Assuming that Pennsylvania Act 108 will be upheld during an appeal to the state Supreme Court, Butler County commissioners in office four years from now should do what the current commissioners failed to do on Wednesday. They should eliminate the two jury commissioner offices that cost $65,000 a year.

With the current courthouse staff able to absorb jury commissioners’ duties — county President Judge Thomas Doerr has confirmed that — and with computers already doing much of the work for the two elected officials, the county commissioners’ decision Wednesday was not much more than nostalgic loyalty to something whose day has come and gone.

It is not the jury commissioners who ensure that a jury trial consists of jurors with whom both sides in a case feel comfortable. Lawyers in each case question prospective jurors before seating a panel to hear testimony and render a verdict.

Two commissioners’ statements related to Wednesday’s vote didn’t prove the case for keeping the positions — one a Republican position and the other from the Democratic Party. The board of commissioners in office four years hence should right Wednesday’s error — if the current commissioners don’t have a change of heart by Dec. 31, the deadline for eliminating the positions under the current window for such action.

With Commissioner Dale Pinkerton favoring elimination of the two positions and Commissioner Jim Eckstein opposing that action, despite Eckstein’s often-stated goal of saving money, the deciding vote was Commissioner William McCarrier’s.
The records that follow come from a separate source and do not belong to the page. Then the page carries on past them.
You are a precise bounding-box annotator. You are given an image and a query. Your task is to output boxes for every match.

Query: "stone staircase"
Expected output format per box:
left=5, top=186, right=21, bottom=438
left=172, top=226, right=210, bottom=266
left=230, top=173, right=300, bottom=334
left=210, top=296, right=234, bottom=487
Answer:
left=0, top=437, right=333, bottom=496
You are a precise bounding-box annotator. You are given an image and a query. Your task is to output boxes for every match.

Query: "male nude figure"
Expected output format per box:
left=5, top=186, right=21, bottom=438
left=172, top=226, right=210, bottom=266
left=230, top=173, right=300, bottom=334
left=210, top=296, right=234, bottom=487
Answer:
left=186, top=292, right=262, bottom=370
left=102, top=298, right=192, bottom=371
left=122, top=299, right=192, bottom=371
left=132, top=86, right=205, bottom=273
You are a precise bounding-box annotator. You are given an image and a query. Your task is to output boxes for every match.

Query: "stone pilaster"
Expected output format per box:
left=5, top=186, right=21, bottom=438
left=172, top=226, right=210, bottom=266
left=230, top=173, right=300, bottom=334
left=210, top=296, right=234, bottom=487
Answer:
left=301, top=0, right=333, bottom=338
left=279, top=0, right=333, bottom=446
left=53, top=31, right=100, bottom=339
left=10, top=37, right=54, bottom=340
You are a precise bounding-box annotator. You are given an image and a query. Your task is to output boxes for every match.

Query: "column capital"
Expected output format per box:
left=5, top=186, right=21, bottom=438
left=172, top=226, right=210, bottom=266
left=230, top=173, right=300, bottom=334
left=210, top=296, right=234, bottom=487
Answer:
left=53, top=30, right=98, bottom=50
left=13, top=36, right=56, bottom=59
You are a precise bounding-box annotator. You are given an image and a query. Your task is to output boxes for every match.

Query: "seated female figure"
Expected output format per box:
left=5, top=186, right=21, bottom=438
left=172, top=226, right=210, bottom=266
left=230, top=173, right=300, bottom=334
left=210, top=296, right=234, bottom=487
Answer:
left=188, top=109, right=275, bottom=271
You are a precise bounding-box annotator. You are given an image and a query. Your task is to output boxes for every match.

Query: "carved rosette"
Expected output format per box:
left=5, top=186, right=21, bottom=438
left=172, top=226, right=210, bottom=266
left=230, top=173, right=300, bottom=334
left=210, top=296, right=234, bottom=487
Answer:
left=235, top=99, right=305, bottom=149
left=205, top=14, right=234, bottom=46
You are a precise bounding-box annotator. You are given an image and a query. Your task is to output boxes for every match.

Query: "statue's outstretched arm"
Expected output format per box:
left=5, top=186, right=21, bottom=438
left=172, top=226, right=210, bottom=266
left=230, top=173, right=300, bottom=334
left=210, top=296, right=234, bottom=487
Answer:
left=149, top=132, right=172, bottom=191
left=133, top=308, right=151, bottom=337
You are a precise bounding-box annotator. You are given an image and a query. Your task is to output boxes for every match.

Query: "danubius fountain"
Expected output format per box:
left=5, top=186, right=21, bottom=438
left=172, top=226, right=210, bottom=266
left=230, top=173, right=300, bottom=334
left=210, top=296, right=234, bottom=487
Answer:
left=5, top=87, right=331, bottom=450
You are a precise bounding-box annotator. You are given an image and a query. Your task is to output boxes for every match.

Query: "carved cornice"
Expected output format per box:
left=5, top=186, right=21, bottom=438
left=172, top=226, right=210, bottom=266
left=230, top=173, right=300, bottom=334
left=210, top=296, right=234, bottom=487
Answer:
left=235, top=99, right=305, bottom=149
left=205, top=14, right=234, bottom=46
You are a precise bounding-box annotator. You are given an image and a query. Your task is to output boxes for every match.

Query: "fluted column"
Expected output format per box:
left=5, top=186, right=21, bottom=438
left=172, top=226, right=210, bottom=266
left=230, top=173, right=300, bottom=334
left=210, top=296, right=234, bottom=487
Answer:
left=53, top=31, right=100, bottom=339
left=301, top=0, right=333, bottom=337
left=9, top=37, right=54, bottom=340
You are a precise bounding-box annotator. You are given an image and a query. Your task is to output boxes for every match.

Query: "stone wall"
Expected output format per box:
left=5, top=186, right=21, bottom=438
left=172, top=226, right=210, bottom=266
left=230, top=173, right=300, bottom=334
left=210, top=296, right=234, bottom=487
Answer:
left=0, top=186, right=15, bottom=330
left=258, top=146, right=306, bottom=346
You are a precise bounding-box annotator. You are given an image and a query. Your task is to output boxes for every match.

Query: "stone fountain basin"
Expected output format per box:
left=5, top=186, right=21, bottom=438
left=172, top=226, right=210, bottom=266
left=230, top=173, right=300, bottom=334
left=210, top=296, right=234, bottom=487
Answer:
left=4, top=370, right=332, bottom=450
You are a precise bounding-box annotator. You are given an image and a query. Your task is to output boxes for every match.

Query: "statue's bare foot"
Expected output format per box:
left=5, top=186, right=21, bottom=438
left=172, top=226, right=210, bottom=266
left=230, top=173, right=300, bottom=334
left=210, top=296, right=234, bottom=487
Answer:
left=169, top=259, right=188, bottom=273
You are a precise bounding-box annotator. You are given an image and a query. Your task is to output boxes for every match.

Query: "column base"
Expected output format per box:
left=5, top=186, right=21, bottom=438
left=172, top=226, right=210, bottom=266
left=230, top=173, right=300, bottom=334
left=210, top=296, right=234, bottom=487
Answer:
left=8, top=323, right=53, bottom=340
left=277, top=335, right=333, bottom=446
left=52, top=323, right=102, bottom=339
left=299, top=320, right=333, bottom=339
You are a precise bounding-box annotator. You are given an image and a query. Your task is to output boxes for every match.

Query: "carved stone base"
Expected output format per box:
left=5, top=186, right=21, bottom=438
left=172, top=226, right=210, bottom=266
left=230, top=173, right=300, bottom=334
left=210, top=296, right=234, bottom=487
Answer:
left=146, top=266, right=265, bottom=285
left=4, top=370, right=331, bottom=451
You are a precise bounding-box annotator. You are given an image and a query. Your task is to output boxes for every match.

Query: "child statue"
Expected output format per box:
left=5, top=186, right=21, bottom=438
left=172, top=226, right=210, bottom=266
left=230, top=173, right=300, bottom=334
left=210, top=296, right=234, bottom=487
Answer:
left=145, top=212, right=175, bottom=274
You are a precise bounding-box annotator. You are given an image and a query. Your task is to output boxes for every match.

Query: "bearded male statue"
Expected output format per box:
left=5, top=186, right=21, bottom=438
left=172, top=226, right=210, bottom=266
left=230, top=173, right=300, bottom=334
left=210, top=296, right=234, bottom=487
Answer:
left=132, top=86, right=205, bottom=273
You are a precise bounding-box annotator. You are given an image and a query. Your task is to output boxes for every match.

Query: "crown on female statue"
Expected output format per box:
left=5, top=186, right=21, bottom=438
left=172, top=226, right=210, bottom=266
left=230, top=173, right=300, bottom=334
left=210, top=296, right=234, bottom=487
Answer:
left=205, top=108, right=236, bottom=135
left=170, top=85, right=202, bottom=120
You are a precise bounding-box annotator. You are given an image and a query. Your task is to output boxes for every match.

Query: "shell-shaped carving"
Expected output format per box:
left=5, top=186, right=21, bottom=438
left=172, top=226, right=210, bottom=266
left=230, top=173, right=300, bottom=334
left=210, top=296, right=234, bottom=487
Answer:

Last Monday, McCarrier said, “On the one hand I always have concerns about cutting costs. But on the other hand I’m concerned about removing a layer of protection between the people who are being prosecuted in the courts and the people who are being selected as jurors to hear their case.”

The jury commissioners aren’t a layer of protection when it’s the lawyers who select the jurors most likely to deliver a fair verdict.

Last Monday, Eckstein expressed the fear that eliminating the jobs would damage the justice system, or that the county could be sucked into current litigation dealing with the issue. The Pennsylvania Association of Jury Commissioners, which obviously is seeking to protect members’ personal best interests, is appealing Act 108.

Having been unsuccessful in Commonwealth Court, the association has taken the issue before the state Supreme Court.

It’s hard to envision Butler County being subject to penalties even if the law were overturned, if the commissioners acted in good faith under a law properly enacted.

Pinkerton’s position on the issue is the one that makes the most sense.

“Since I heard we have the staff to do the work, I think that’s the way we should go,” he said

The jury commissioners issue is similar to the debate over sticking with the old way of having many tax collectors, rather than handling tax collection through a more efficient central receiving point, like the county treasurer’s office.

Hundreds of thousands, even millions, of dollars could be saved over time by using a more efficient tax-collection system.

Over the next four years, Butler County could save a quarter-million dollars without the jury commissioners on board, and the savings would continue to add up beyond those years. About 20 of the state’s 67 counties already have eliminated their jury commissioners and thus are realizing the savings that two of this county’s three commissioners are willing to pass up.